Refrigerator Rolls

(Family Features) Even if Easter hosting duties fell on your plate this year and added one more thing to your holiday to-do list, that doesn’t mean it has to be difficult. After all, Easter is a time meant for fun and fellowship with the food just one part of the celebration.

Building the menu around simple, one-pan dishes can keep the focus where it needs to be: spending time and creating memories with family and friends. These dishes call for short lists of ingredients, many of which you may already have in your pantry, and simple preparation to create a full spread perfect for sharing with loved ones. Plus, using only one pan makes cleanup a breeze, so you can get back to the festivities quickly.

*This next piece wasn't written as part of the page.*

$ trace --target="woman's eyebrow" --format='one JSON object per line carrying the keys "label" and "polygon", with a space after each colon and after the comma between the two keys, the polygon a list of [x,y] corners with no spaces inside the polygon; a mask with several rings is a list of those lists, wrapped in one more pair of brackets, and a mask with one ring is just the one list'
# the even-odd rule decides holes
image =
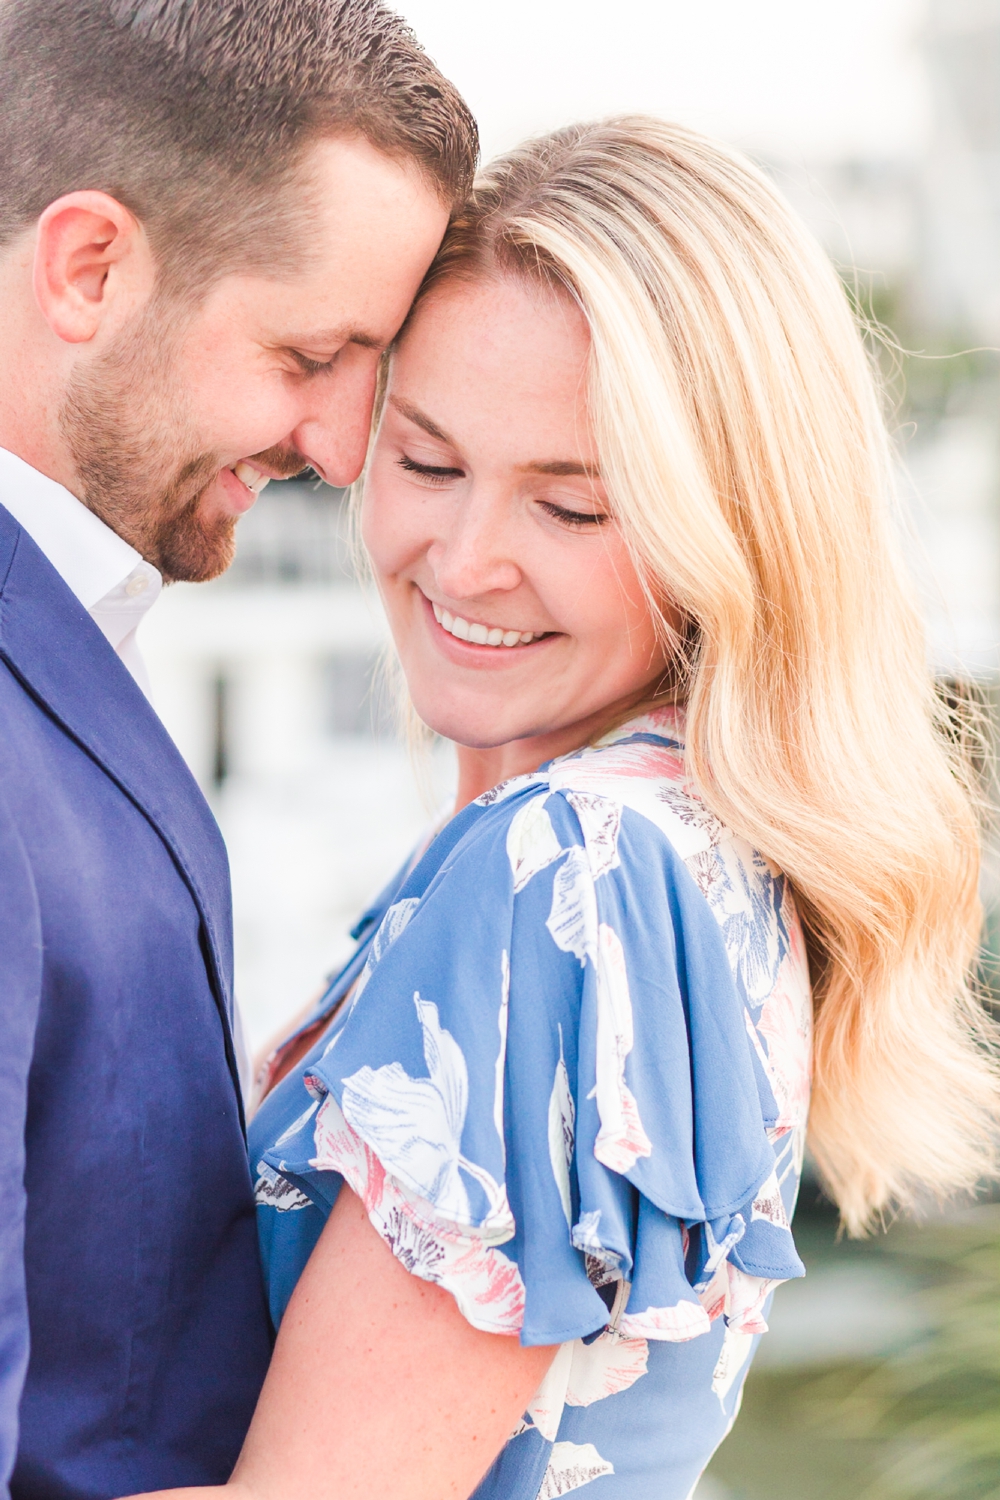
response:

For more Easter recipe inspiration, visit Culinary.net.

Refrigerator Rolls

Yield: 18 rolls

2 packages yeast
1/2 cup sugar
2 cups lukewarm water
6-7 cups all-purpose flour, divided
2 teaspoons salt
2 eggs
1 stick softened butter
oil, divided

In large bowl, dissolve yeast and sugar in lukewarm water. When yeast is foamy, add 3 cups flour. Mix in salt, eggs and butter.

Once mixed well, add remaining flour 1 cup at a time and knead dough into ball in bowl. Remove dough from bowl and place on clean surface.

Wash and dry bowl then grease with drizzle of oil. Place dough in bowl and let rise 1 hour or store in refrigerator if making in advance.

When ready to use, grease muffin pan with oil. Roll dough into hand-size balls and place in each muffin hole; cover 1 hour.

Heat oven to 350 F. Bake rolls 30 minutes.

Note: Dough can be made in advance and stored in refrigerator up to six days. If making ahead, punch down dough, cover and place in refrigerator. Punch down daily until ready to use.